Afrin, in the northwest of the country, has seen the most activity in recent hours, with militia arriving from other parts of the country to take part in the infighting

Fighting between Jihadist militias and Turkish Military Police in Syria

AFP/ BAKR ALKASEM - Syrian fighters supported by Turkey in the area of the road between Tal Abyad and Kobane

The war in Syria continues on its course. The latest reports from the Syrian Observatory for Human Rights (SOHR) indicate that the city of Afrin, located in the northwest of the country, very close to the border with Turkey, has been the epicenter of fighting over the last few hours.

The clashes, however, have not taken place between what, in theory, are the two sides that are facing each other. So, armed groups of fighters under the command of Turkey, which are supposed to represent a common front against Bachar al-Asad's Syrian Arab Army, have started fighting each other.

SOHR reports violent exchanges between the Ahrar al-Sham and Al-Jabha al-Shamiya organisations. The Turkish Military Police, also deployed in this town, has been caught in the crossfire. So far, its troops have defended the interests of Al-Jabha al-Shamiya, the group that, in principle, is permanently based in Afrin.

Although no deaths have yet been reported on either side as a result of these clashes, SOHR has reported that there have been numerous injuries. In addition, Ahrar al-Sham militia have laid siege to several Turkish Military Police barracks around Afrin and have tried to isolate the enclave by setting up barricades on the city' s main communication routes.

It does not appear that, in the coming hours, the situation will go down the path of detente. SOHR sources indicate that an increasing number of fighters from Ahrar al-Sham are arriving in the town to reinforce those already there.

Soldados turcos en una patrulla conjunta turca en la autopista M4 en las afueras de Ariha, en la provincia de Idlib, al noroeste de Siria, el 7 de mayo de 2020
What is Ahrar al-Sham?

What reasons might be driving this grouping to battle its theoretical allies in this way? It is possible that what their leaders are looking for is precisely to mark the distances with the Turkish Army. Over the last few months and through a complex network of ties with a myriad of players, the military deployed by Ankara has taken control of a large part of the Syrian territories that are not yet under the control of the Damascus regime.

In particular, Ahrar al-Sham is considered one of the most extremist groups in the whole conglomerate that brings together the opposition to Al-Asad. This group, with an openly Salafist ideology, emerged in late 2011, shortly after the citizens' revolts that ended up mutating into the civil war that is still going on today.
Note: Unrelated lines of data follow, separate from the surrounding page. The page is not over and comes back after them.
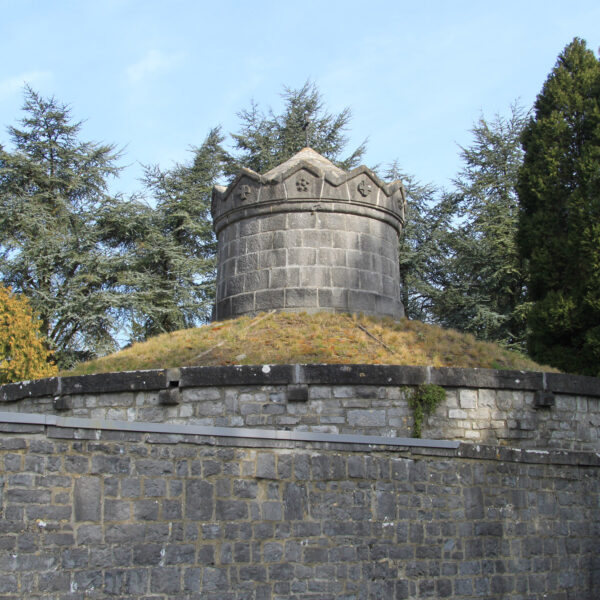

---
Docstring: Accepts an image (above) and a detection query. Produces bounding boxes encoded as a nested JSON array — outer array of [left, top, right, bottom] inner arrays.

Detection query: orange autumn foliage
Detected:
[[0, 286, 57, 384]]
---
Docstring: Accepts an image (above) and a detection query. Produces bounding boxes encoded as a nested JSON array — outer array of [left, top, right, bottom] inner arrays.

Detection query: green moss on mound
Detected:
[[64, 312, 556, 376]]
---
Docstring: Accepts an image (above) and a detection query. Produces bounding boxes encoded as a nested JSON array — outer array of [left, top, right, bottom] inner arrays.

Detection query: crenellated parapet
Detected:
[[211, 148, 406, 234], [211, 148, 407, 320]]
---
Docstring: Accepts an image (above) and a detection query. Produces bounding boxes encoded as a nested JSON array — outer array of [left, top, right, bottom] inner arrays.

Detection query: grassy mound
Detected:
[[65, 312, 556, 376]]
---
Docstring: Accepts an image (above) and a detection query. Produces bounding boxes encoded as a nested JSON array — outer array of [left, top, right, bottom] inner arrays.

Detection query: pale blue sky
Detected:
[[1, 0, 599, 196]]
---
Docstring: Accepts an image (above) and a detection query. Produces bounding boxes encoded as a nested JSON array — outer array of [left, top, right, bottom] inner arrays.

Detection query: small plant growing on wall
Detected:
[[408, 384, 446, 438]]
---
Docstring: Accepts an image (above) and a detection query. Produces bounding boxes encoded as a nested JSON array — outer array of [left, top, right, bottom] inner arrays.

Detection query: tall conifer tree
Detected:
[[436, 106, 530, 349], [99, 128, 224, 340], [0, 87, 122, 367], [394, 106, 529, 349], [387, 162, 452, 322], [223, 81, 366, 177], [517, 38, 600, 375]]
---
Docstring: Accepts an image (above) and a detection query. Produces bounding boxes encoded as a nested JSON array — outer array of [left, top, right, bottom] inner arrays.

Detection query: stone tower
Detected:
[[211, 148, 407, 320]]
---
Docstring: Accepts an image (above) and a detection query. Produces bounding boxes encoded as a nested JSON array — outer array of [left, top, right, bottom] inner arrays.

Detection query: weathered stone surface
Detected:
[[0, 377, 59, 402], [256, 453, 276, 479], [534, 390, 555, 408], [185, 479, 213, 520], [546, 371, 600, 396], [3, 364, 598, 402], [211, 148, 406, 320], [1, 365, 600, 451], [287, 384, 308, 402], [62, 370, 166, 395], [74, 477, 101, 521], [0, 376, 600, 450], [180, 365, 294, 387], [0, 426, 597, 599]]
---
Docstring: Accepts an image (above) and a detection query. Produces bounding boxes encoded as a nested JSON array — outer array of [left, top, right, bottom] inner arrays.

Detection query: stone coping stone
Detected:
[[60, 370, 167, 395], [1, 364, 598, 403], [180, 364, 294, 387], [545, 371, 600, 396], [0, 376, 60, 401]]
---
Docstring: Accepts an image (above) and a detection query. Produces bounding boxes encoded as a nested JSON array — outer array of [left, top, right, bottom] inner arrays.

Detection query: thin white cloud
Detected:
[[126, 50, 182, 84], [0, 71, 53, 99]]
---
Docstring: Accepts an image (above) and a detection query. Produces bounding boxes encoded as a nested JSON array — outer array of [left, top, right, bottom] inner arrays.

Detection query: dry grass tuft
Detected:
[[64, 312, 557, 376]]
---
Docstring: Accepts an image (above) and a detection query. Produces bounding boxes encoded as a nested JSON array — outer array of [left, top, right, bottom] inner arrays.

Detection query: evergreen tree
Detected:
[[100, 128, 224, 340], [517, 38, 600, 375], [433, 105, 530, 349], [0, 87, 123, 367], [224, 81, 366, 177], [392, 104, 529, 350], [0, 285, 57, 383], [386, 162, 453, 322]]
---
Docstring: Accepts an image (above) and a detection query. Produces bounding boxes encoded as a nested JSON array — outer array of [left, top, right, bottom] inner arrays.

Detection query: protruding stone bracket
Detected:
[[287, 384, 308, 402], [52, 396, 71, 411], [158, 388, 180, 405], [534, 390, 555, 409], [159, 368, 182, 406]]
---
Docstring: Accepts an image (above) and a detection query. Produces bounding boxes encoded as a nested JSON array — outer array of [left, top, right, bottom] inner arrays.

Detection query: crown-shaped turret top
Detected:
[[211, 148, 406, 320], [212, 148, 406, 234]]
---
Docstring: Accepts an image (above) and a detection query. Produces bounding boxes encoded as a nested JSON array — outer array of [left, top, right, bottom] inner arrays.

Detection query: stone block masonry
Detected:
[[1, 365, 599, 598], [0, 421, 598, 599], [211, 148, 407, 319], [2, 364, 599, 452], [215, 210, 404, 320]]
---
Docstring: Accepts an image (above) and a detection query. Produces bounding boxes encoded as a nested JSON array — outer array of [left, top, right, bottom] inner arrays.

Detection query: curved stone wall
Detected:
[[2, 365, 599, 451], [213, 210, 404, 320], [0, 414, 598, 599], [1, 365, 599, 599], [211, 148, 406, 320]]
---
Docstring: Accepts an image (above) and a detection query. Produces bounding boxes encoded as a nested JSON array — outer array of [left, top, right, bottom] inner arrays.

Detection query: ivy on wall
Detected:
[[407, 384, 446, 438]]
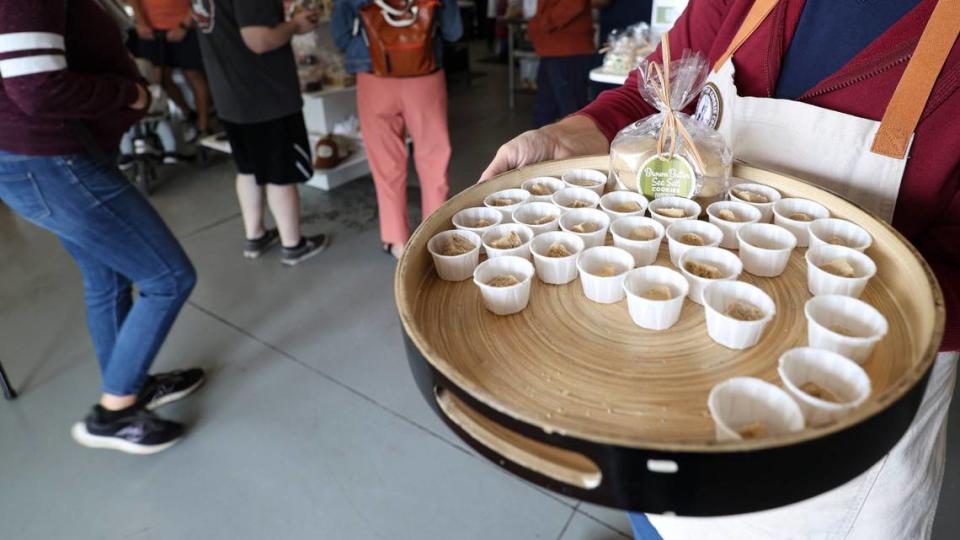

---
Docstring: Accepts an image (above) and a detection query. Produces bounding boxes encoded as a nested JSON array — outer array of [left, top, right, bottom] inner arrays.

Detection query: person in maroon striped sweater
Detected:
[[0, 0, 205, 455]]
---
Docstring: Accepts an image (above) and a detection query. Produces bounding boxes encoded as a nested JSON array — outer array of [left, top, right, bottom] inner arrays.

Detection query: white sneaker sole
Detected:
[[282, 236, 330, 267], [71, 423, 180, 455], [144, 376, 206, 411], [243, 234, 280, 260]]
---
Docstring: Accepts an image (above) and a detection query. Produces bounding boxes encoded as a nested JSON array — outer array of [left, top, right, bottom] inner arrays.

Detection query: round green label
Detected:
[[636, 154, 696, 199]]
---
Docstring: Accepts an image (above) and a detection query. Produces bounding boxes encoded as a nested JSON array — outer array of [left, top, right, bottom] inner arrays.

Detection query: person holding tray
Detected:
[[482, 0, 959, 538]]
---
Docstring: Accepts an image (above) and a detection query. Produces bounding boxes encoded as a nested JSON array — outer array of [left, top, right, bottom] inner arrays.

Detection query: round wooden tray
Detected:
[[396, 156, 944, 515]]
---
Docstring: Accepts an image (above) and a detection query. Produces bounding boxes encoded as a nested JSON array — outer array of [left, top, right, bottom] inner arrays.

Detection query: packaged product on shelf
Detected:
[[317, 48, 356, 88], [609, 36, 732, 209], [313, 134, 347, 170], [600, 23, 654, 76]]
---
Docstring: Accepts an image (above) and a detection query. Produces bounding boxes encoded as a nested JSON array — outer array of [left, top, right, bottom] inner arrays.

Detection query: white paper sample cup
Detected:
[[562, 168, 607, 195], [737, 223, 797, 277], [623, 266, 689, 330], [648, 196, 702, 227], [452, 206, 504, 237], [552, 187, 600, 212], [804, 295, 889, 363], [808, 218, 873, 252], [512, 202, 562, 236], [484, 188, 531, 222], [600, 191, 649, 222], [610, 216, 665, 267], [773, 198, 830, 247], [530, 231, 586, 285], [665, 219, 723, 267], [521, 176, 565, 202], [559, 207, 611, 249], [427, 230, 481, 281], [728, 182, 782, 222], [679, 246, 743, 305], [473, 256, 535, 315], [805, 244, 877, 298], [702, 281, 776, 349], [576, 246, 635, 303], [481, 223, 535, 260], [707, 377, 805, 441], [707, 200, 762, 249], [778, 347, 872, 427]]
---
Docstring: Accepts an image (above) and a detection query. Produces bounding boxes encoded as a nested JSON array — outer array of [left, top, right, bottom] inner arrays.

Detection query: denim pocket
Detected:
[[61, 155, 131, 206], [0, 172, 51, 221]]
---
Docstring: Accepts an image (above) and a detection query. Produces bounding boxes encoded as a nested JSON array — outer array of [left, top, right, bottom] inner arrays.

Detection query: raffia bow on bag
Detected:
[[643, 35, 707, 171], [609, 35, 732, 203]]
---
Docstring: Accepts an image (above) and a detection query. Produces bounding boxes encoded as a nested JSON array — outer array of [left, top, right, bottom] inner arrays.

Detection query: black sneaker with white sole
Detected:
[[281, 234, 330, 266], [71, 406, 184, 455], [243, 229, 280, 259], [137, 368, 206, 411]]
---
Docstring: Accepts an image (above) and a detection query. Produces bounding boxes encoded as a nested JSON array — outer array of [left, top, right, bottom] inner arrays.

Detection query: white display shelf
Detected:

Stanford University's Militant Organisations Monitoring Network (MOMN) positions this group as a close ally of Hayat Tahrir al-Sham (the former al-Nusra Front). In contrast, over the course of the war, it has maintained far more overt differences, for example, with Daesh, with whom it has competed in its aspiration to control territory.

Today, among the most extremist elements of the opposition to Al-Asad, the soldiers of the Turkish Armed Forces are beginning to be perceived more as enemies than as allies. Not only because of the Erdogan Government's claim to have the greatest possible influence in its neighbouring country; it should also be remembered that, by virtue of the ceasefire signed by Moscow and Ankara at the beginning of March for the Idlib area, both countries undertook to do what they could to weaken the infrastructure of the various terrorist networks operating in the country.

Although, in the case of Turkey, this is a more nominal than practical commitment, the confidence of many jihadists in Erdogan has been evaporating - as is the case with the most radical sectors of Hayat Tahrir al-Sham - which, in the coming weeks, may lead to the reformulation of the always unstable alliances in Syria.

FotografÍa de archivo, combatientes rebeldes del movimiento Ahrar al-Sham en Jabal al-Arbaeen, el 26 de mayo de 2015
Anti-terrorist operation in Deir Ezzor

The fight against terrorism therefore represents a very important part of the operations of state players in the Syrian theatre. One of the most recent episodes took place in the eastern province of Deir Ezzor, bordering Iraq.

The International Coalition against Daesh, along with the Syrian Defence Forces (SDF) operating in the area, have carried out a raid in a rural area against a Daesh cell. The aim of the operation was to neutralise high-level profiles of the terrorist organisation, which has re-emerged in western Iraq in recent months.

En esta foto de archivo tomada el 24 de marzo de 2019, los combatientes de las Fuerzas Democráticas Sirias (SDF) muestran el signo de la victoria junto a su bandera en Baghouz

Initially, there was speculation that the target of the assault was the leader of the organisation Abu Ibrahim al-Hashimi al-Quraishi, appointed after the fall of Abu Bakr al-Baghdadi. However, this hypothesis was soon officially disproved by Operation Inherent Response spokesman Myles B. Caggins. According to the information provided, the search resulted in the arrest of an Iraqi terrorist combatant who held an intermediate position in the terrorist group.